My initial reaction to the screen breaking was despair and frustration. “How could I be so careless! Replacing a screen costs upwards of $100! Argh!”
These were the kinds of thoughts rushing through my head in the moments after the break.
Damaged phone screens are a pretty common occurrence nowadays. In fact, there’s a multi-million dollar industry just in screen repairs alone. “They don’t make ’em like they used to,” my grandad would say.
My screen is still working, which is great because it means the break is only a cosmetic flaw. The phone still functions as normal, allowing me to write articles on the train (like now), send messages to friends, listen to podcasts and read baseball articles. All is well.
From some quick research I did, these kinds of breaks (the cosmetic kind) are the most common. Considering my phone still functions as normal, why did I have a flash of disappointment and irritation when it occurred?

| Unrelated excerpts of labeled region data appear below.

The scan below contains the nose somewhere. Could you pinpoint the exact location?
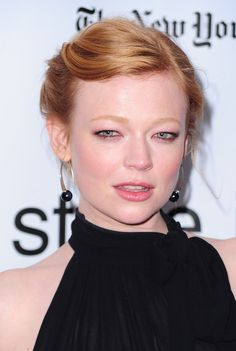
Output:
[124,138,153,171]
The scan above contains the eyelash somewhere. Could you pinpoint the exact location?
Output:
[156,132,178,141]
[95,129,178,142]
[95,129,119,139]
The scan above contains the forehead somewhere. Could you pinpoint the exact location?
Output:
[74,72,187,124]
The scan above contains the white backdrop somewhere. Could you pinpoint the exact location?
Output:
[0,0,236,270]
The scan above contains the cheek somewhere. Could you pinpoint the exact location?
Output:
[72,143,117,185]
[156,150,183,187]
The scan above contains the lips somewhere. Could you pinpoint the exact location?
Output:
[114,182,154,201]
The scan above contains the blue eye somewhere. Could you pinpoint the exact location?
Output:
[156,132,178,140]
[95,129,119,139]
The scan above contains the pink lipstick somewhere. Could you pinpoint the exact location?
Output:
[114,182,154,201]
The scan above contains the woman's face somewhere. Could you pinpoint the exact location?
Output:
[66,73,187,230]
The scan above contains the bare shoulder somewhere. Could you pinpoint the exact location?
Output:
[186,232,236,298]
[0,244,73,351]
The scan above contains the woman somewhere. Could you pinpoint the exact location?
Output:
[0,19,236,351]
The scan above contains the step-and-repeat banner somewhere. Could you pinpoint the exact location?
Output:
[0,0,236,270]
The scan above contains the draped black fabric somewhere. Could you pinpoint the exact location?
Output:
[34,212,236,351]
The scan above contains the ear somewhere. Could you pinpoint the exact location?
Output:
[46,116,71,162]
[184,135,191,157]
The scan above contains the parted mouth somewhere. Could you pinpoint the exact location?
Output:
[115,183,154,192]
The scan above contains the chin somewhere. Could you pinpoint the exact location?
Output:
[109,208,159,226]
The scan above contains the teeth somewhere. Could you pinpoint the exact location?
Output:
[121,185,149,192]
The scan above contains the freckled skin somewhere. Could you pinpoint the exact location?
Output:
[69,73,187,231]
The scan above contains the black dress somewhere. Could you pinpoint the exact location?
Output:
[34,212,236,351]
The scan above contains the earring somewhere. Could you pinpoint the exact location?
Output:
[169,164,184,202]
[169,190,180,202]
[60,162,73,202]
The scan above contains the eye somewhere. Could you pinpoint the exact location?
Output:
[156,132,178,140]
[95,129,120,139]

I have some suspicions, and they all have to do with my self-perception.
On some level, I think I view myself as a very organised, clean and orderly person. These are all labels I apply to myself. Sure, I apply the labels based on my past behaviour (e.g. I keep my desk clean, I make my bed most days, I clean up the kitchen when I’m done), but it’s still an evaluation of the past – not an indicator of the present or future.
Breaking a phone screen in such a mundane and unintentional way is not something that a person with those labels would do. In short, breaking the screen challenged my self-perception and created some conflict.
Further, there was concern over future implications. My phone might still function as normal, but now, someone might see me on the train with a cracked screen and think “Ah, that person is a bit of a clutz.” To which, my ego might respond: “No! Please don’t take this minor example as my true nature! I’m really a clean and organised ego, I really am!”
Again, the ego comes to the forefront, so concerned with labels and categories.
None of these labels and categories means too much to me. I don’t think I’ll be able to eliminate my unconscious self-perception models (nor would I want to), but I can become more aware when they’re coming into effect.
Nowadays, when I notice these perceptions, they evoke laughter. I laugh for the fickle nature of these emotions and thoughts I have. What a wonderful world we live in!
Later in the day, as I finished writing this, I spilt tea on my lap. A rather fitting conclusion.